The subtalar joint is placed in the neutral position (Fig. 127). Three (3) criteria are used to establish this position:

1. The congruity of the medial and lateral edges of the talus to the calcaneus at the subtalar joint.

This can be palpated below or in front of the medial and lateral malleolus. The congruity only occurs, when the subtalar joint is in the neutral position. When the subtalar joint is not in the neutral position, the edges of either the talus or the calcaneus will be prominent.

2. The concavity on the lateral surface of the foot is parallel to the concavity on the lateral surface of the leg.

This is a visual observation made immediately below the lateral malleolus (on the foot), and immediately above the lateral malleolus (on the leg), when the subtalar joint is in the neutral position.

When the subtalar joint is supinated, a convexity appears on the lateral surface of the foot, while the concavity on the leg increases. The convexity is angulated
to the concavity. (Fig. 128)

When the subtalar joint is pronated, the concavity on the foot becomes deeper, and the concavity above the lateral malleolus becomes more shallow. The two (2)
concavities are no longer parallel. (Fig. 129)


3. The lateral surface of the foot describes a straight line in the area of the calcaneal cuboid joint.

This is a visual observation, when the subtalar joint is in the neutral position in stance. (Fig. 127)

When the subtalar joint is supinated, a convexity appears on the lateral surface of the foot. (Fig. 128)

When the subtalar joint is pronated, a concavity appears on the lateral surface of the foot in the area of the calcaneal cuboid articulation. (Fig. 129)
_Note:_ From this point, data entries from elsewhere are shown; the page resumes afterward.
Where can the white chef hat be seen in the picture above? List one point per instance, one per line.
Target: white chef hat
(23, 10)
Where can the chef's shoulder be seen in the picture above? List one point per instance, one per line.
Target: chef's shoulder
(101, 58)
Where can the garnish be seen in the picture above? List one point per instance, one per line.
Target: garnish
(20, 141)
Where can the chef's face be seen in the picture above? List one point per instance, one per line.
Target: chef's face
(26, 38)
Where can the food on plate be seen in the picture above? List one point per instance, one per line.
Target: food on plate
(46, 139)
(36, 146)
The posterior surface of the calcaneus is bisected, while the subtalar joint is maintained in the neutral position. The neutral calcaneal stance position is measured, using the same technique as measuring the relaxed calcaneal stance position (Figs. 125 & 126). Care must be taken to avoid subtalar joint motion from the neutral position, while the measurement is being made.